We expect another set of primitives to accelerate the adoption of decentralized options to be structured DeFi options vaults ("DOVs"). DOVs are game-changers as they not only democratize access to implied volatility-driven organic yields but also provide scalable ways to manage nonlinear risks.

Through basic strategies like covered calls and cash-secured puts, DOV venues offer retail traders a way to hedge yields and provide liquidity to underlying options protocols.
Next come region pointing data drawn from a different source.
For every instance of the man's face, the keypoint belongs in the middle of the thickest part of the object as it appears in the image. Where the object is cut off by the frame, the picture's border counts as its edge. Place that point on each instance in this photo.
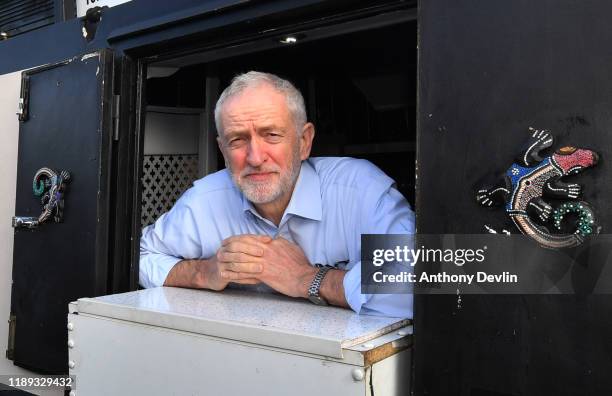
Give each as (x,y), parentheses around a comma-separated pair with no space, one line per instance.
(260,144)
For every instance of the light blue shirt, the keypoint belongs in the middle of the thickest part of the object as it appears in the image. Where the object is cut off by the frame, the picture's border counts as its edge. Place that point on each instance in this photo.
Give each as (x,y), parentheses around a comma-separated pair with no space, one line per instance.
(335,200)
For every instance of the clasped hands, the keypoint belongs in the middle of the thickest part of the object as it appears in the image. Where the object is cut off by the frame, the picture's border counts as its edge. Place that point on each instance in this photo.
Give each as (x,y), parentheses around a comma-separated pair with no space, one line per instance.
(251,259)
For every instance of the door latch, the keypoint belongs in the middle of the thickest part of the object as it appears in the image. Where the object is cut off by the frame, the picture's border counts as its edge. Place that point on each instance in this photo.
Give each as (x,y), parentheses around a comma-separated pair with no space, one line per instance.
(51,187)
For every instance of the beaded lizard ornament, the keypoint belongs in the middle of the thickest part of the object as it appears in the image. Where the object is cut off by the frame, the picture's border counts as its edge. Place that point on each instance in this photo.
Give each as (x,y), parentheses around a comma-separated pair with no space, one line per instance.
(531,178)
(51,187)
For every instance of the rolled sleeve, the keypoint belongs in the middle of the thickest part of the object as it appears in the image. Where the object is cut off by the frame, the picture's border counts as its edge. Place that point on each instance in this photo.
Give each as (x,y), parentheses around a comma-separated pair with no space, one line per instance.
(391,214)
(172,238)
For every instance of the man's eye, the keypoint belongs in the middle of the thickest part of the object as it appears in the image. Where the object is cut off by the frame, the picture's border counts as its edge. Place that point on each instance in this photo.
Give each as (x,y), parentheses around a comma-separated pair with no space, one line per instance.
(235,141)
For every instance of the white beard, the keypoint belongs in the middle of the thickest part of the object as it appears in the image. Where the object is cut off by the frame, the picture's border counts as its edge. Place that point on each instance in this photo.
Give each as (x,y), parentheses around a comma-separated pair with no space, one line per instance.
(266,192)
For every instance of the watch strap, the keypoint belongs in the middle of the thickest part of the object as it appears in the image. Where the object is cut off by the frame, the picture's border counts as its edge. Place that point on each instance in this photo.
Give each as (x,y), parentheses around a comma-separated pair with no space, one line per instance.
(315,285)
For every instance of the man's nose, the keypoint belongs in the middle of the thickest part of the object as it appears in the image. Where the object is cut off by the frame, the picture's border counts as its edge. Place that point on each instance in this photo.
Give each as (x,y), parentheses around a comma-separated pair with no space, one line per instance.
(256,154)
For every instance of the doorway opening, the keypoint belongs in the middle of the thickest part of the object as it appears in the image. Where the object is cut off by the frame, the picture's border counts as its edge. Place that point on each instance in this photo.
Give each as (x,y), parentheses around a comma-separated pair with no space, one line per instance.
(359,82)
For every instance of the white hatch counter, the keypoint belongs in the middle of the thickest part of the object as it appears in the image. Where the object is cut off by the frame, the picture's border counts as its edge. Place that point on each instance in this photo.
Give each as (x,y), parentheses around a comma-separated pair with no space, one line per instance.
(171,341)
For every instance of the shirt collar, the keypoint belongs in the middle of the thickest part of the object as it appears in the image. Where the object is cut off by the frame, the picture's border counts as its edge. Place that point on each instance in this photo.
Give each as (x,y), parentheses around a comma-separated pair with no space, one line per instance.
(305,200)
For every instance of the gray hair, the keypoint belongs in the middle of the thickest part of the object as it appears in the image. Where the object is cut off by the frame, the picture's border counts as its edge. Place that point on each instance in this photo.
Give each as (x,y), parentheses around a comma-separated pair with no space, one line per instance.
(293,97)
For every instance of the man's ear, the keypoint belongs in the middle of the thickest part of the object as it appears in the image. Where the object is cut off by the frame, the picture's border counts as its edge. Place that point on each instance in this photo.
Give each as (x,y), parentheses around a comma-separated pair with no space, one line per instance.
(306,140)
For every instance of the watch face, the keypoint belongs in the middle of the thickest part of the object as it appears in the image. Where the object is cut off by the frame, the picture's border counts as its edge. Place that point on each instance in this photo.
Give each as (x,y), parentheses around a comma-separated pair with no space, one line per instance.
(317,300)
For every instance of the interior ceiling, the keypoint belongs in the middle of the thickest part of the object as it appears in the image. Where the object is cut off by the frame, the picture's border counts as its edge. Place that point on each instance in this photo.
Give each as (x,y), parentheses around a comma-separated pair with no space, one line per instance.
(272,40)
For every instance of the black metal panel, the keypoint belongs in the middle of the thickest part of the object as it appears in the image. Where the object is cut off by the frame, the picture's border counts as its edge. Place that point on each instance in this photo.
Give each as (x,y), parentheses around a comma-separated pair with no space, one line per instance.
(68,129)
(21,16)
(489,70)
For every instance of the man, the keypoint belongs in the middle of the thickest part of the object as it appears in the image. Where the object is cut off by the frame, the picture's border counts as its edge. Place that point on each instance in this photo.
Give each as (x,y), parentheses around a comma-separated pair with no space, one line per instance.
(274,216)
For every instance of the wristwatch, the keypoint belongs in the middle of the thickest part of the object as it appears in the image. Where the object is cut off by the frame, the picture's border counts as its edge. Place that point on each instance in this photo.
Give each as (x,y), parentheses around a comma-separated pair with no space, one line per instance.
(315,286)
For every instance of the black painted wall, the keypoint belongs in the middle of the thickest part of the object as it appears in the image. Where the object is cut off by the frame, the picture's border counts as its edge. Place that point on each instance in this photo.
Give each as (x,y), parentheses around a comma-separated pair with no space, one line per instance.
(488,70)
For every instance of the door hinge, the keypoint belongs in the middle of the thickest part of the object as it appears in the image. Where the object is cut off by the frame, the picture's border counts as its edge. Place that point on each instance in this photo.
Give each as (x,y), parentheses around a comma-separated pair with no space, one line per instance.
(10,351)
(116,108)
(24,98)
Options platforms like Ribbon have already expanded their TVL to $300 million, while new venues like Friktion (over $100 million TVL) and Katana (over $45 million TVL) have rapidly grown within weeks of launch, indicating strong market interest.

As these protocols continue to expand, we expect the decentralized options trading experience to become smoother.

Overall, the phase of thriving decentralized options has finally been established, and we anticipate a significant influx of capital into this space over the next 12-24 months, particularly in Solana and Ethereum scaling solutions.

Jump Crypto: 2022 Will Be the Year of Crypto Derivatives

In addition to decentralized futures, options, and structured products, we are excited to continue seeing innovative crypto-native products (such as perpetual options) being developed in the sandbox. Inspired by the success of perpetual futures products, Dave White and Sam Bankman-Fried proposed perpetual options products in their original paper.

By taking a weighted average, a basket of options with different maturities can replicate perpetual options, where each option is weighted in an exponentially weighted arithmetic manner (i.e., 50% contracts expiring today, 25% contracts expiring tomorrow, etc.), making replication relatively straightforward. Protocols like 0101 have also implemented floating strike prices, which are exponentially weighted moving averages of the underlying asset price over time, allowing for the perpetual merging of all strike prices while retaining their perpetual characteristics.

Finally, we are also seeing the emergence of protocols like Deri, which offer perpetual futures and perpetual options, allowing users to trade derivatives in a very DeFi-native manner, providing options and futures for hedging, speculation, and arbitrage, all on-chain. We hope to see many of these products on mainnet soon.

Conclusion

We firmly believe that the decentralized derivatives market is on the brink of tremendous growth in the next 12-24 months. The infrastructure to unleash these products and support the next wave of billion-dollar protocols is already in place. As we enter 2022, we are very excited to support some of the most fundamental projects driving this revolution, including Paradigm, Zeta Markets, Friktion, Lyra, Drift, and others.